The RED Method (for services)
For every service endpoint, track:
- Rate: Requests per second.
- Errors: Failed requests per second.
- Duration: Latency distribution (p50, p95, p99).
Logs
Logs record discrete events with rich context. They are essential for debugging but expensive at scale.
{
"timestamp": "2024-01-15T10:23:45.123Z",
"level": "ERROR",
"service": "payment-service",
"trace_id": "abc123def456",
"span_id": "span-789",
"user_id": "u-42",
"message": "Payment processing failed",
"error": "CardDeclined",
"latency_ms": 1250,
"amount": 59.99,
"currency": "USD"
}Always use structured (JSON) logs rather than free-text logs. Structured logs can be indexed, searched, and aggregated by machines. Include correlation IDs (trace_id, request_id) to link logs across services.
Distributed Traces
A trace follows a single request as it traverses multiple services. Each service creates a "span" with a start time, duration, and metadata. Spans are linked by a shared trace ID.

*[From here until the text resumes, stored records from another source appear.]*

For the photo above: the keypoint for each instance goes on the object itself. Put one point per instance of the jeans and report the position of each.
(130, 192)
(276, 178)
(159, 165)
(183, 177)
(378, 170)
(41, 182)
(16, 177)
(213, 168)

traceparent) to downstream services.SLIs, SLOs, and SLAs
| Term | Definition | Example |
|---|---|---|
| SLI (Service Level Indicator) | A quantitative measure of a specific aspect of service quality. | p99 latency, error rate, availability |
| SLO (Service Level Objective) | A target value or range for an SLI. Internal commitment. | "p99 latency < 200ms", "99.95% availability" |
| SLA (Service Level Agreement) | A contract with consequences for violating the SLO. External commitment to customers. | "99.9% uptime or service credits issued" |
Error Budgets
If your SLO is 99.9% availability, you have a 0.1% error budget. This means you can afford ~43 minutes of downtime per month. Error budgets balance reliability with development velocity:
- If the error budget is healthy, teams ship features faster.
- If the budget is nearly exhausted, teams focus on reliability work.
Alerting
Alert Design Principles
- Alert on symptoms, not causes. Alert on "error rate > 5%" (symptom), not "CPU > 80%" (cause). Users care about symptoms.
- Every alert must be actionable. If a human cannot take action, it should not be an alert: make it a dashboard metric instead.
- Avoid alert fatigue. Too many alerts desensitize on-call engineers. Ruthlessly prune noisy alerts.
- Use multiple severity levels. Critical (page immediately), Warning (investigate soon), Info (awareness only).
Alerting Pipeline
Metric collected (Prometheus)
-> Alerting rule evaluated (e.g., error_rate > 0.05 for 5m)
-> Alert fires (Alertmanager)
-> Notification routed (PagerDuty, Slack, email)
-> On-call engineer responds
-> Incident managed, postmortem writtenObservability Stack Example
| Layer | Open Source | Managed / SaaS |
|---|---|---|
| Metrics | Prometheus + Grafana | Datadog, New Relic, CloudWatch |
| Logs | ELK (Elasticsearch, Logstash, Kibana), Loki | Splunk, Datadog Logs, CloudWatch Logs |
| Traces | Jaeger, Zipkin, Grafana Tempo | AWS X-Ray, Datadog APM, Honeycomb |
| Instrumentation | OpenTelemetry (unified SDK) | Vendor-specific agents |
| Alerting | Alertmanager, Grafana Alerting | PagerDuty, Opsgenie, VictorOps |
OpenTelemetry (OTel) is the emerging standard for instrumentation. It provides a single SDK that generates metrics, logs, and traces in a vendor-neutral format. Instrument your code with OTel once, and export to any backend (Prometheus, Jaeger, Datadog, etc.).
Key Takeaways
- The three pillars of observability are metrics (numeric time-series), logs (discrete events), and traces (request paths across services).
- Use the USE method for infrastructure resources and the RED method for service endpoints.
- Define SLIs and SLOs to measure reliability objectively. Use error budgets to balance velocity and reliability.
- Alert on symptoms, make every alert actionable, and guard against alert fatigue.
- Use structured logging and distributed tracing with correlation IDs to debug issues across microservices.
- OpenTelemetry provides vendor-neutral instrumentation for all three pillars.